Even if lawmakers find the courage to act, Ryan's plan won't become law in anything like its current form. As long as Democrats control the Senate — at least through next year — no budget deal will be adopted without an O.K. from the Obama White House. (The 2010 health care law, for instance, won't be repealed so long as Obama holds a veto pen.) After that, it is harder to predict, but even some of Ryan's GOP colleagues are nervous about taking on entitlement programs. Ryan's backers say they have to start somewhere, however. "When you win an election, you have a responsibility to lead," says Republican Congressman Steve LaTourette of Ohio. Says Republican Senator Tom Coburn of Oklahoma: "If we don't do something on deficit reduction, [we] won't be here in a couple of years."

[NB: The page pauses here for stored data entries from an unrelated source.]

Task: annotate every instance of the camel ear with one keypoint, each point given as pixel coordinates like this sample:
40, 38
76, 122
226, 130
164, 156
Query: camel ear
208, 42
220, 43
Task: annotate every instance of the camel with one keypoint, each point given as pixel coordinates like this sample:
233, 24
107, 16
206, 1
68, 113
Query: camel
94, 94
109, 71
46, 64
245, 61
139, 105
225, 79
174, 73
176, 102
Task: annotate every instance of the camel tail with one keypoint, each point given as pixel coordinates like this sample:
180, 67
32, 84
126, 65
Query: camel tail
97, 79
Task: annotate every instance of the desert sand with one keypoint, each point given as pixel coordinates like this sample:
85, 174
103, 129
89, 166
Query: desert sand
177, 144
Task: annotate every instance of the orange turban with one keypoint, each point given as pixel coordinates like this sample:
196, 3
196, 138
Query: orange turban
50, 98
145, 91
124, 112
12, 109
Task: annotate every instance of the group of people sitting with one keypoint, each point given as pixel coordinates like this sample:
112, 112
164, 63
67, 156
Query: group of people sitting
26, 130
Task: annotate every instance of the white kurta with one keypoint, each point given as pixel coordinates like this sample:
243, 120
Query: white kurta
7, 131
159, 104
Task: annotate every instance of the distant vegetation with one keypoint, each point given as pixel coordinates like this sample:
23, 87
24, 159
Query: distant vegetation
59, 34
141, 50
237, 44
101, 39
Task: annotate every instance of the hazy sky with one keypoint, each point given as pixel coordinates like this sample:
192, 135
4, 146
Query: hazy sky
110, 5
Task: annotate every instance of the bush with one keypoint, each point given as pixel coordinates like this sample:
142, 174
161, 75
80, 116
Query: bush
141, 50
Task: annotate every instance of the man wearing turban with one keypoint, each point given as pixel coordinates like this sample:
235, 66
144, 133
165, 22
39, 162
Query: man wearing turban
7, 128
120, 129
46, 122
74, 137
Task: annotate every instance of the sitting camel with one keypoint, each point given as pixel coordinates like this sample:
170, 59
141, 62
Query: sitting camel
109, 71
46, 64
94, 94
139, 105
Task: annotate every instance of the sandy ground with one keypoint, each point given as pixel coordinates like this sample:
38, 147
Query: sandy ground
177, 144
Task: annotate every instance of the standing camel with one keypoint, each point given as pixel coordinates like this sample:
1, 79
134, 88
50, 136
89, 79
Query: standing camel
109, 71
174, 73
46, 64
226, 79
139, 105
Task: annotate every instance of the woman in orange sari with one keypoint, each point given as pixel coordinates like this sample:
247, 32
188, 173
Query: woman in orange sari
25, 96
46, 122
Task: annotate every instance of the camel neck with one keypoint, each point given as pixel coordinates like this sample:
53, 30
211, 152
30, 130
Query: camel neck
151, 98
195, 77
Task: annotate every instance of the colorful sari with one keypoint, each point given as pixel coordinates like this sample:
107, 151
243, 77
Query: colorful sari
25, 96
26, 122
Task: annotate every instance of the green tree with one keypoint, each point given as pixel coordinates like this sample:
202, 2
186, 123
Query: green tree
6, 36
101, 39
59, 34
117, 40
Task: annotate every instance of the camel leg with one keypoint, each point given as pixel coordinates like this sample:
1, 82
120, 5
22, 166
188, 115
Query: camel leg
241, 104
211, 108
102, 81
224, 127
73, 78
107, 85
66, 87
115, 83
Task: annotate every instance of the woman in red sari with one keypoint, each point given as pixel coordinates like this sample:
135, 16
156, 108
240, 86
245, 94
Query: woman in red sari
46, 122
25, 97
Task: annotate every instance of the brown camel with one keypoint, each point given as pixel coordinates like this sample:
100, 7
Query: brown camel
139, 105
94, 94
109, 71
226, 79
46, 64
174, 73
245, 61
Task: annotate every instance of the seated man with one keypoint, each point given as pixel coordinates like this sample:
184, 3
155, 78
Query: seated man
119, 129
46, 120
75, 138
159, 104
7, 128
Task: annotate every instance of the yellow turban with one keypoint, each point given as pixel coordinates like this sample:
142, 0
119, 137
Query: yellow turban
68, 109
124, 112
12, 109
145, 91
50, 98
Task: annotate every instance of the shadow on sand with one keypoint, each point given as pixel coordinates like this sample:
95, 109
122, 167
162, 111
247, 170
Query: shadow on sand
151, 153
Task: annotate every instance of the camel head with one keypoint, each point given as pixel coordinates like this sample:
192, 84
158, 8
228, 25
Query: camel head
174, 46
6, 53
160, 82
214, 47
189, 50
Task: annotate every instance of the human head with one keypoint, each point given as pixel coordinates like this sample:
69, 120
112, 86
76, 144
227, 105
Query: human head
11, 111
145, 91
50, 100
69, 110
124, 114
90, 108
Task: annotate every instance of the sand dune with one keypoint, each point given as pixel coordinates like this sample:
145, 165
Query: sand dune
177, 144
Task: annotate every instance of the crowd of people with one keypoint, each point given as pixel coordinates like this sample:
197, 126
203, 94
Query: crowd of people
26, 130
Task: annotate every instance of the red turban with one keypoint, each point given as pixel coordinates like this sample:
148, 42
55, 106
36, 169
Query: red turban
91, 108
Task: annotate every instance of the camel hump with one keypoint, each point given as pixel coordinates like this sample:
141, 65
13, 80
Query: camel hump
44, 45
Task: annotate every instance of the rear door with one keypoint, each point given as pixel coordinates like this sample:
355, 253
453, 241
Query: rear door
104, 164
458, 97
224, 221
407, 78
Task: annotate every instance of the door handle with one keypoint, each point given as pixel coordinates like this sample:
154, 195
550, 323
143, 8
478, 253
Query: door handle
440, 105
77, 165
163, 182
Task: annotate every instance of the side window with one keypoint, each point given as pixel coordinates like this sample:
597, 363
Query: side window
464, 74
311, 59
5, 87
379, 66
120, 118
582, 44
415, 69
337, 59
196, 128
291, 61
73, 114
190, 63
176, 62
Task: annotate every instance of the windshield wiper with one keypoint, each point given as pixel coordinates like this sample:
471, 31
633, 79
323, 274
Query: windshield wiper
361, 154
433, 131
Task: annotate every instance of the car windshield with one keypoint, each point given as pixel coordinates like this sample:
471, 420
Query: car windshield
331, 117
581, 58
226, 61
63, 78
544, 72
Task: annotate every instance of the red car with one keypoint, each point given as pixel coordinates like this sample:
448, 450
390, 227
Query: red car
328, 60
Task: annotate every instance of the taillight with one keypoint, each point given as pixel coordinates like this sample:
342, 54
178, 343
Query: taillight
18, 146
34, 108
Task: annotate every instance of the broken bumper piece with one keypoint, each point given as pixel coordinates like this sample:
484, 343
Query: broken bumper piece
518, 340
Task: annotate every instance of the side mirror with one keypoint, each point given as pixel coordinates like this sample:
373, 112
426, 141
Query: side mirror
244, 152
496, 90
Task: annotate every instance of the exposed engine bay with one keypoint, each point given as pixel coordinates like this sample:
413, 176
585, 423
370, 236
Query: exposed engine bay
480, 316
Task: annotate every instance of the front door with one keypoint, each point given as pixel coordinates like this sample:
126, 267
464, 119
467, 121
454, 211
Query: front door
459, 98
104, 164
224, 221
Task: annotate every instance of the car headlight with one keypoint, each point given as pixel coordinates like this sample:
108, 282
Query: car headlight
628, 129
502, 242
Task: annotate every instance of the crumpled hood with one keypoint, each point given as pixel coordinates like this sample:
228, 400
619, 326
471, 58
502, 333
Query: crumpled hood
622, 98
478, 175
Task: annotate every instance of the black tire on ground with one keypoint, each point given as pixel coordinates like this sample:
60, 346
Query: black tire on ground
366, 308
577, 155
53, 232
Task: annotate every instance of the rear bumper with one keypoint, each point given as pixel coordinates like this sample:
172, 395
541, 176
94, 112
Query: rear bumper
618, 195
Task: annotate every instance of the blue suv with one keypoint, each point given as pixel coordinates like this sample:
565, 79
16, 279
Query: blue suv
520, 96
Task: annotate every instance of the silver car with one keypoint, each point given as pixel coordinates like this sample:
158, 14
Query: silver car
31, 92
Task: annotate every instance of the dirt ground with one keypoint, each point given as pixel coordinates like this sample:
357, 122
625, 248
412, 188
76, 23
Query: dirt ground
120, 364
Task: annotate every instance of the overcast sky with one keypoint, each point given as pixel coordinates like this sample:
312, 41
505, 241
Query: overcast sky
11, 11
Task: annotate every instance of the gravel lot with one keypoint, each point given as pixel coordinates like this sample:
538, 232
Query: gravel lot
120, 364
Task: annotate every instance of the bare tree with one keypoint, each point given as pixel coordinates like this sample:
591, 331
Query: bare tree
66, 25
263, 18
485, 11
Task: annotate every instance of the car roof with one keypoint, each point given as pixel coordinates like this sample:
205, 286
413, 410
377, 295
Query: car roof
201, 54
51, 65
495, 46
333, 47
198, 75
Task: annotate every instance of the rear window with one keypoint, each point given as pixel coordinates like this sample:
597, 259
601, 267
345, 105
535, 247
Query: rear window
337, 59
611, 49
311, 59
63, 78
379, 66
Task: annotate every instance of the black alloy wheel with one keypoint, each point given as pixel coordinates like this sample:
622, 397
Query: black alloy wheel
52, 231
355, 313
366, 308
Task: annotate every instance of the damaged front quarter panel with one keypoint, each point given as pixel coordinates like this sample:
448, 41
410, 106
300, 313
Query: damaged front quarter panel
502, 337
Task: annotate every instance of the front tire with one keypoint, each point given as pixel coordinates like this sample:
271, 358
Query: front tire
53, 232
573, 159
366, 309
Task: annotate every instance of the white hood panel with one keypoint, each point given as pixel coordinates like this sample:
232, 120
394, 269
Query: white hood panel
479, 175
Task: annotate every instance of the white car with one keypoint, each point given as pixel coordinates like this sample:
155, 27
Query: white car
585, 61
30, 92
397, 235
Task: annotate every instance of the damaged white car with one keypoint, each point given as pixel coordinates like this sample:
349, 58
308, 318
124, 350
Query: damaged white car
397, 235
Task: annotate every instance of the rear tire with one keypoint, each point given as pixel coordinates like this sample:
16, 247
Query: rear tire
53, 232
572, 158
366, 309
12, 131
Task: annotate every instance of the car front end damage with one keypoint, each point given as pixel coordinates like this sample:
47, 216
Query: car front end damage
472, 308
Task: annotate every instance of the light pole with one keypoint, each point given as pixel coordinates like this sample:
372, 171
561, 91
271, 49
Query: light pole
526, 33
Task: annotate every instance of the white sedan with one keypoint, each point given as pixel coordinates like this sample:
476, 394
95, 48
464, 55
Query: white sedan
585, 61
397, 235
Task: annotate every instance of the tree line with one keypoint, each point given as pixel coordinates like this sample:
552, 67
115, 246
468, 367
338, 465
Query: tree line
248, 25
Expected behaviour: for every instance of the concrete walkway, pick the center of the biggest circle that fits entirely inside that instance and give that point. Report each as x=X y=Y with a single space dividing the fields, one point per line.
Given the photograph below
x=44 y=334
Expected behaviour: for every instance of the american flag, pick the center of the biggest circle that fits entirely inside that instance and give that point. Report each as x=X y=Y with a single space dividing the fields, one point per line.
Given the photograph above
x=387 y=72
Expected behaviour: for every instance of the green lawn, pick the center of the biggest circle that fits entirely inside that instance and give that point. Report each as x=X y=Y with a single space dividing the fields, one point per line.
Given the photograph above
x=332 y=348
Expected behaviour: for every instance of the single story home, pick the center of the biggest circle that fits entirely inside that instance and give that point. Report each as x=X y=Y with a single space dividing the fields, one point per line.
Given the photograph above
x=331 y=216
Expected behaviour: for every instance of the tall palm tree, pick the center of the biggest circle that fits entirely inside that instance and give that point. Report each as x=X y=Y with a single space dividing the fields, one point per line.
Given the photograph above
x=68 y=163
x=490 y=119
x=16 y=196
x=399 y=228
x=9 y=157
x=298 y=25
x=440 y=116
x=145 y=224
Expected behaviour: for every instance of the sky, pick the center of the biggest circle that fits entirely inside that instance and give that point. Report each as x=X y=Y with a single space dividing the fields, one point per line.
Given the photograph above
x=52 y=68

That's why Ryan's vision could provide a blueprint in the coming months for a grand budget deal between the parties later. The U.S. will reach its federal borrowing limit in early July and will default on its debt without a congressional vote authorizing more borrowing. Some Republican leaders want to tie major spending reductions to any such vote, although Obama officials discourage such talk.

The great unknown is whether the two parties are prepared for the kind of honest debate Ryan says Americans deserve. Can Democrats accept any significant cuts to entitlement programs? Will Republicans ever tolerate tax hikes? Obama said on April 5 that he's "looking forward to having that conversation." But in the shadow of the 2012 presidential campaign, in which both sides will be elbowing for any political advantage, that's not going to be easy.